In the midst of the ugly insults, Kanye commends Wiz for having “cool pants.” He even admitted to wishing he was “tall and skinny” like Wiz but that he would settle for being the greatest artist ever as a consolation. Seemed like a fair exchange to me. This was childish slander, but also hilariously absurd.

Seeing how quickly Kanye’s mind could teeter from malicious disrespect to genuine recognition of cool is the unpredictable part of his brain that the world may never understand. He’s a complicated man, easily in the running for most complex minds to enter into hip-hop and ascend to the top of pop stardom. I wouldn’t call Ye a trainwreck, even though he has his days; I’ll say he’s more like a daredevil, and his every stunt, no matter how big or small, is hard to look away from.   

Artist: Chance The Rapper

Date: July 13, 2017

The future of SoundCloud has felt uncertain for years. Every six months a new report details rising debt and anticipates their impending downfall similar to how the Mayan calendar was the source of predictions that the world would end in 2012. Much like Earth, SoundCloud has continued to survive after each doomsday declaration.
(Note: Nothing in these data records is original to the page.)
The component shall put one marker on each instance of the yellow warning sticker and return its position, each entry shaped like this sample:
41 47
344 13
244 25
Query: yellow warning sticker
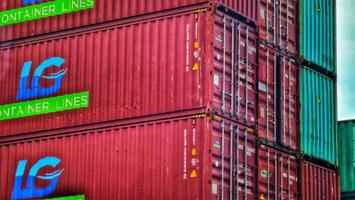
193 174
195 67
262 197
197 45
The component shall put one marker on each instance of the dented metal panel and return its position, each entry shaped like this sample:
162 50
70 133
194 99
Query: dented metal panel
319 182
235 64
287 80
233 161
318 116
179 158
277 175
132 70
109 10
278 24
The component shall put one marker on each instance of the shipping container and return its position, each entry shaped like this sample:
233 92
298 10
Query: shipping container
278 24
185 61
319 183
108 10
348 195
194 157
317 33
346 135
277 91
277 174
318 116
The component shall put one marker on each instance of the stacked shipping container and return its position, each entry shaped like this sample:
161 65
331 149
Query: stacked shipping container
346 135
190 99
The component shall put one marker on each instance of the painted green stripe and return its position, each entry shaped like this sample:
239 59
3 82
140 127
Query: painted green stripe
44 106
78 197
43 10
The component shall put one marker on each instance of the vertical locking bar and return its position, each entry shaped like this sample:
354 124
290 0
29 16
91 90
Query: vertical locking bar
237 184
267 93
239 69
245 164
231 163
275 26
275 95
232 70
287 21
289 103
283 72
246 74
288 178
268 174
222 165
224 63
281 177
267 20
276 177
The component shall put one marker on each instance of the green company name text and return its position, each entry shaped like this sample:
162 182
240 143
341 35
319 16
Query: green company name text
44 106
43 10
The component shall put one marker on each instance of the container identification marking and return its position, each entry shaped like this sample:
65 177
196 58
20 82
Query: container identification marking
43 10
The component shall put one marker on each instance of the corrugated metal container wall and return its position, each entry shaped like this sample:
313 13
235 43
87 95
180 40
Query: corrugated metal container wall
348 195
319 183
317 32
180 158
107 10
318 116
278 23
132 70
277 175
269 61
346 135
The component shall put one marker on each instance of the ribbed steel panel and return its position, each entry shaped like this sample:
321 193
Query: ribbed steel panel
318 116
317 32
346 135
319 183
277 175
154 66
278 24
108 10
270 61
180 158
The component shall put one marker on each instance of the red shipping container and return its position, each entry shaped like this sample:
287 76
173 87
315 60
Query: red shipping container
278 23
270 61
109 10
319 182
191 157
277 175
185 61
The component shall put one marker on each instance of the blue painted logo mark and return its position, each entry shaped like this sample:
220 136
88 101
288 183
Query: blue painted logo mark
26 2
30 191
36 90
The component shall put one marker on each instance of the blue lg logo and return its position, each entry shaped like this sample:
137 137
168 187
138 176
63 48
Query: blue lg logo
30 191
37 90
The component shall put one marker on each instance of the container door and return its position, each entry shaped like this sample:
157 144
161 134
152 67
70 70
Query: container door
233 161
268 21
266 94
287 25
289 102
235 61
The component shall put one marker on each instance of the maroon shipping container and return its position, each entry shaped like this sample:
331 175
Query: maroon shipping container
269 62
185 61
192 157
319 182
277 175
278 24
109 10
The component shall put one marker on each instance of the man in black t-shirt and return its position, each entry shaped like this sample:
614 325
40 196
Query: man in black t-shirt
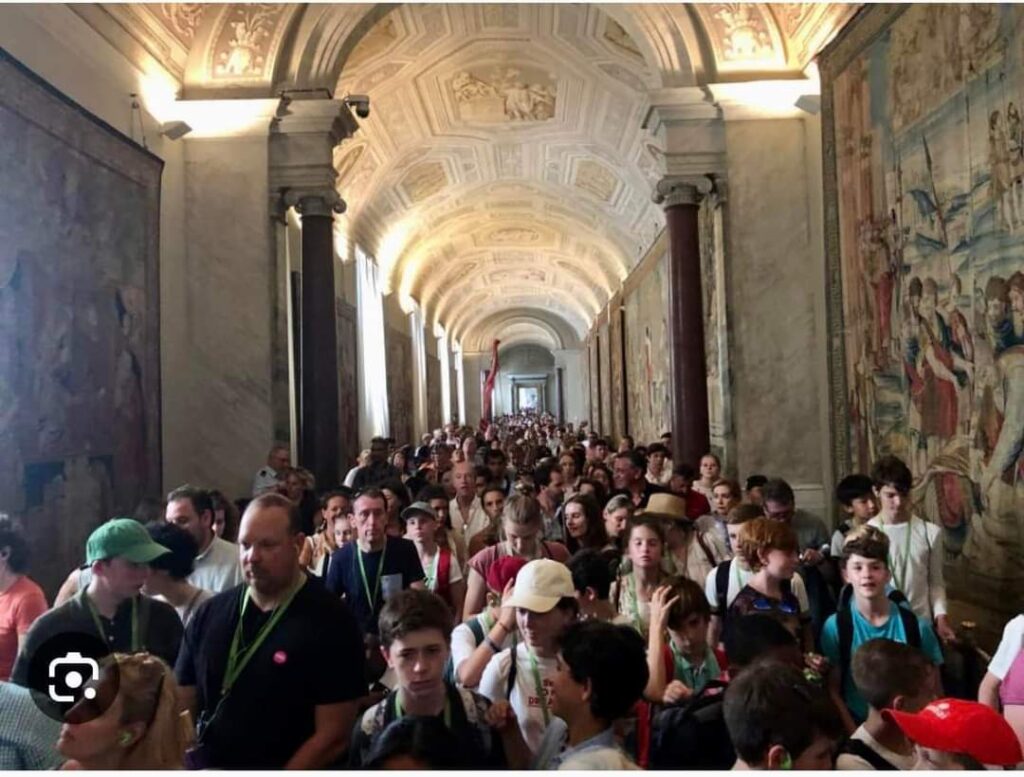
289 652
376 566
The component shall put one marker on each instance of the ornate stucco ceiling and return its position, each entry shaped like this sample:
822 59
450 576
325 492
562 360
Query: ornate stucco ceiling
503 178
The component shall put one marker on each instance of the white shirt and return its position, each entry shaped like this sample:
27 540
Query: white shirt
478 520
217 568
1010 646
696 565
919 575
265 478
455 572
738 577
527 704
849 763
464 642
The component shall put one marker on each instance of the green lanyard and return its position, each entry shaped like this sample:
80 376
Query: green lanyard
900 576
135 646
431 579
372 598
538 685
399 713
239 656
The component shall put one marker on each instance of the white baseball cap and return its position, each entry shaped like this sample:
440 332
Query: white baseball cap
541 585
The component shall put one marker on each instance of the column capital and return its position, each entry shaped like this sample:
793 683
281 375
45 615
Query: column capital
313 202
673 190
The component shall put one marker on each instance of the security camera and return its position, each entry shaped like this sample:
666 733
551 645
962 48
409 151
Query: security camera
359 103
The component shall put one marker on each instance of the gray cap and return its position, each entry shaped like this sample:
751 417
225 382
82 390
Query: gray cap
418 508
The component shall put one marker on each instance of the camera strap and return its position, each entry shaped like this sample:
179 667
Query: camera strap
135 644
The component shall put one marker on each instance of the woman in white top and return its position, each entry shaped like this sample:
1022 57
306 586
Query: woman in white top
545 602
168 578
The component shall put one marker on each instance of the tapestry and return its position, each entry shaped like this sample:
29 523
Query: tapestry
604 363
646 327
348 392
711 217
79 320
924 166
399 385
594 381
615 335
433 393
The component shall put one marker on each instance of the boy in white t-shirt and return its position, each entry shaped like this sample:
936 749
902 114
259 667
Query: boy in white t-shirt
916 549
545 602
729 577
890 676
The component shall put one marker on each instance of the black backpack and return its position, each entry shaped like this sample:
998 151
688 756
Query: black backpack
692 734
844 623
859 748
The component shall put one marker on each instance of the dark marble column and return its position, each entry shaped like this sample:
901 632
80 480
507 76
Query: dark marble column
690 429
318 357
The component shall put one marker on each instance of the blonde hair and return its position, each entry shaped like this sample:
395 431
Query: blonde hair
150 695
764 534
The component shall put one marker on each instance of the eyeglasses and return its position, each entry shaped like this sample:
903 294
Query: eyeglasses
763 604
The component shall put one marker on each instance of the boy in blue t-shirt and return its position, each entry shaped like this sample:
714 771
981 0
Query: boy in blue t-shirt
867 612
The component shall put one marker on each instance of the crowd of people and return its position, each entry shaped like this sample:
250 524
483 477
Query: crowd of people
525 596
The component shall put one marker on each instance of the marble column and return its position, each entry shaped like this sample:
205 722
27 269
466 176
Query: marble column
318 352
690 430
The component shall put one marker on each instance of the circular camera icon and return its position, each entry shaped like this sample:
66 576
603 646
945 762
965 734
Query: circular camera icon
73 677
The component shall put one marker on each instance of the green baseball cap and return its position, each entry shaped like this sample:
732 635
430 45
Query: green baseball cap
125 538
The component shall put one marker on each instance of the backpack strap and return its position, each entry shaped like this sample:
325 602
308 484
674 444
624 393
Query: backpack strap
477 629
860 749
513 668
722 587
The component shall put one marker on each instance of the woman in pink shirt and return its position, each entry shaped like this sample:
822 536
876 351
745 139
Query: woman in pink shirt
22 601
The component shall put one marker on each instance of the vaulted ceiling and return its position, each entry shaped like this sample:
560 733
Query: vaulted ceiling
503 178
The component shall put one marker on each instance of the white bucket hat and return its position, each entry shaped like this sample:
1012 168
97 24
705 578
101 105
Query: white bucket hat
541 585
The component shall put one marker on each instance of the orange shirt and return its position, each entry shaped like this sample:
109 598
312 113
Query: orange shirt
19 606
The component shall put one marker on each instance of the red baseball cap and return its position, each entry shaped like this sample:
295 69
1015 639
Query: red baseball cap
503 570
957 726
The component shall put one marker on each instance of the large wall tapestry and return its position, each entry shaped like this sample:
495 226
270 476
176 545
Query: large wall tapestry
716 330
615 335
79 320
604 354
594 381
433 393
399 385
925 216
348 392
647 354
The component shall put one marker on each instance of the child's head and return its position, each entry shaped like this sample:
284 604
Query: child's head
865 561
421 522
644 542
724 495
956 734
545 602
688 617
601 672
856 495
892 481
415 632
770 545
777 720
893 676
591 575
737 517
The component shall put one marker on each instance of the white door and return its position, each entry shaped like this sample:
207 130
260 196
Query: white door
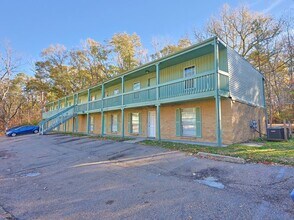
151 124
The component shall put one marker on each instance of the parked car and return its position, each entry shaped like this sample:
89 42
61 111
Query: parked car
26 129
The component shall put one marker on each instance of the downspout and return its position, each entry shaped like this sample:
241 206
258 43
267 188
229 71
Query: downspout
217 97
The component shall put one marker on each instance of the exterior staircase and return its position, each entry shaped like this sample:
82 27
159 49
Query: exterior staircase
57 119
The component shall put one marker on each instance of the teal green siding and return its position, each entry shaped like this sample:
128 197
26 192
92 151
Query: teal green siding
202 64
178 122
198 122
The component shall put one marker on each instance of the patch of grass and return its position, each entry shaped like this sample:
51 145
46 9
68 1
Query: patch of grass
269 153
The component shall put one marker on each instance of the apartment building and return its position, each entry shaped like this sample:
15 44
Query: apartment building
206 93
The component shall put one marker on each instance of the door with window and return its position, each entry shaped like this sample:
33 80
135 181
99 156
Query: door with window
152 124
114 123
91 124
152 92
136 86
188 73
188 122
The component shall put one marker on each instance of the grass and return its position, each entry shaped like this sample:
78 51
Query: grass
269 153
99 137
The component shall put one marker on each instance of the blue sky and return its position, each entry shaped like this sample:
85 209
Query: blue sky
32 25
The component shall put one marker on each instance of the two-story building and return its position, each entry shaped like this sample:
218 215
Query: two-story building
206 93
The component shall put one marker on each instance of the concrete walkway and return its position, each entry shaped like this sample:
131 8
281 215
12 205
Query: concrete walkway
63 177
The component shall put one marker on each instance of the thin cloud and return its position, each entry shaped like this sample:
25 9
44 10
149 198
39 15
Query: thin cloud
272 5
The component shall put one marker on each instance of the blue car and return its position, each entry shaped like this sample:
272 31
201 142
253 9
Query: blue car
26 129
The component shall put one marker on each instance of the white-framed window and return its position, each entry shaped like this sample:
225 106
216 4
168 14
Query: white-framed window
135 123
188 73
136 86
116 92
188 119
152 81
114 123
92 124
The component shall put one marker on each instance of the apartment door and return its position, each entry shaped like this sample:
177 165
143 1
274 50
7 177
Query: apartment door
151 124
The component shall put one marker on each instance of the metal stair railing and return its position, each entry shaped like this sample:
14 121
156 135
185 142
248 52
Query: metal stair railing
56 120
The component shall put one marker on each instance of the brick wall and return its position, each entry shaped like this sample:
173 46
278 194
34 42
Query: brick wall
242 114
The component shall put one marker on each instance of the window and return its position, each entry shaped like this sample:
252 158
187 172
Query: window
116 92
151 81
91 124
136 86
135 123
188 73
189 122
114 123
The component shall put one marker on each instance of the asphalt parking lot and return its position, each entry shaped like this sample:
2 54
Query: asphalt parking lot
63 177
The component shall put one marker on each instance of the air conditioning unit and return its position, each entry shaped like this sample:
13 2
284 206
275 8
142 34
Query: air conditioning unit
277 134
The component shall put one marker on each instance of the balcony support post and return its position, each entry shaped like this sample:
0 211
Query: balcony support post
123 122
217 96
122 109
58 129
65 105
88 115
158 135
102 112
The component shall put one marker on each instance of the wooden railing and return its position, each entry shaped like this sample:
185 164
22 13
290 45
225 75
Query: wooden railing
177 89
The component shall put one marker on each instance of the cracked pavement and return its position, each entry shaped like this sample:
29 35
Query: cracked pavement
63 177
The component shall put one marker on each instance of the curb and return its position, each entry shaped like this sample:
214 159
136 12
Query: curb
221 157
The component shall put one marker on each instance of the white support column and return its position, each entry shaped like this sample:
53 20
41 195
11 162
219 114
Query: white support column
217 96
122 109
88 115
102 112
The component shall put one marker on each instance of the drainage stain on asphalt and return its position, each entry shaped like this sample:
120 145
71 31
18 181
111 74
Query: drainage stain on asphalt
210 177
115 157
109 202
32 174
212 182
Last year, when the end appeared to be near, Chance The Savior swooped in and told Alexander Ljung, the founder of SoundCloud, to hold his beer. With just one tweet, the funeral for SoundCloud became a celebration. There were still a few pending questions, though: Could Chance save SoundCloud? How would it be done? 

SoundCloud was a huge platform for independent artists and played a part in assisting his rise; I’m certain Soulja Boy would’ve saved Tom and MySpace if he could. Chance being the reason SoundCloud is still up and streaming is a pipe dream, but his allegiance and promise mean he will forever be tied to their success or slow submergence into the abyss.